Min Aung Hlaing makes first televised deal with to the nation and guarantees to carry new elections in a 12 months and hand energy to the winners.
February 9: Police hearth weapons principally into the air, and use water cannon and rubber-coated bullets to attempt to clear protesters within the capital Naypyidaw.
One younger lady is shot within the head with a stay bullet. Docs say she is unlikely to outlive.
New Zealand suspends high-level contact with Myanmar and imposes journey bans on its prime generals.
February 11: The US imposes sanctions on Myanmar’s performing president and a number of other different army officers and warns the generals there could possibly be extra financial punishment to come back.
Ming Aung Hlaing urges authorities workers to return to work in his first public remarks on the protests towards him.
February 12: A whole bunch of hundreds be part of nationwide pro-democracy demonstrations, with three folks wounded by rubber-coated bullets in clashes with police.
The UN Human Rights Council urges Myanmar to launch Aung San Suu Kyi and different officers, and chorus from violence towards folks protesting towards the coup.
February 13: The army suspends legal guidelines constraining safety forces from detaining suspects or looking non-public property with out court docket approval and orders the arrest of well-known backers of mass protests.
It additionally threatens motion towards civil servants who refuse to return to work.
February 14: The civil disobedience motion spreads, disrupting air and practice journey.
February 15: Armoured autos are deployed in principal cities and web entry is blocked as a decide extends Aung San Suu Kyi’s two-week detention by a further two days.
February 16: Army denies its elimination of Aung San Suu Kyi’s elected authorities was a coup, as police file a second cost towards the de facto chief, accusing her of violating the nation’s Pure Catastrophe Regulation.
Chen Hai, China’s ambassador to Myanmar, responds to near-daily protests in entrance of the nation’s mission in Yangon, saying Beijing was not knowledgeable upfront of the army takeover. He says the scenario was “completely not what China desires to see” and dismisses rumours of Chinese language involvement within the coup as “fully nonsense”.
February 17: A whole bunch of hundreds of individuals march once more as demonstrators in Yangon park their vehicles in the midst of metropolis streets and bridges to stop military vehicles from transferring to interrupt up protests.
February 18: The UK and Canada impose sanctions on Myanmar’s generals whereas Japan says it agrees with the US, India and Australia that democracy should be restored shortly.
February 19: Mya Thwate Thwate Khaing, the younger lady shot within the head in Naypyidaw, dies from her wounds.

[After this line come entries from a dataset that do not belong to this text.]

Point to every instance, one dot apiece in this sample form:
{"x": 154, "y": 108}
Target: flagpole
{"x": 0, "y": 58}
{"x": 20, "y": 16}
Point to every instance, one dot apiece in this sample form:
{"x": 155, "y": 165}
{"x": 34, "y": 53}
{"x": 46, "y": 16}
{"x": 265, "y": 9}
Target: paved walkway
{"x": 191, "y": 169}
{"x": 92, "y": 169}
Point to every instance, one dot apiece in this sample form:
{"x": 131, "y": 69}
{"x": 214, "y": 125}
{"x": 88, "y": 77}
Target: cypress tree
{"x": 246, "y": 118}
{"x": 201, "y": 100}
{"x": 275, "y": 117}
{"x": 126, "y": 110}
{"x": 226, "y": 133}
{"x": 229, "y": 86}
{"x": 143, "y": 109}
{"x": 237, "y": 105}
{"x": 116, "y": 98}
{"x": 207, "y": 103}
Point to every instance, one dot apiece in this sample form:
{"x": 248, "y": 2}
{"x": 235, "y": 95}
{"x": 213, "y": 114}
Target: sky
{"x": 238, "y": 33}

February 20: Safety forces open hearth on hanging staff and different protesters at a Mandalay shipyard, killing not less than two folks and wounding 20 extra.

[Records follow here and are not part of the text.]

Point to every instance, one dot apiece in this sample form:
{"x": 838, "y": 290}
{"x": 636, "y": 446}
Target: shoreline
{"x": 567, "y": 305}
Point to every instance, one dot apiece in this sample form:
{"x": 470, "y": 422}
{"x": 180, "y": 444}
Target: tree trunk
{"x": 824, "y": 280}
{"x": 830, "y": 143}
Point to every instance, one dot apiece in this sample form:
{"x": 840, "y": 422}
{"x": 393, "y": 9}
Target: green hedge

Singapore condemns the killings as “inexcusable” and the UK threatens “additional motion”.
February 21: Undeterred by the violence, tens of hundreds of individuals rally once more in cities and cities throughout Myanmar.

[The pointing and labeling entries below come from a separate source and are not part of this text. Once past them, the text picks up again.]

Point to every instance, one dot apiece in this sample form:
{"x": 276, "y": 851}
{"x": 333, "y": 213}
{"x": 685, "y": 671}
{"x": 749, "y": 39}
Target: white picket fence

Fb takes down the army’s principal web page for repeated violations of its requirements “prohibiting incitement of violence and coordinating hurt”. The army warns folks towards collaborating in a deliberate normal strike saying confrontation may price extra lives.
February 22: Protesters launch a normal strike. Companies throughout the nation shut as protesters collect of their a whole bunch of hundreds in what native media referred to as the largest protests for the reason that coup.
The US sanctions two extra generals concerned within the takeover, because the EU additionally declares sanctions on the army.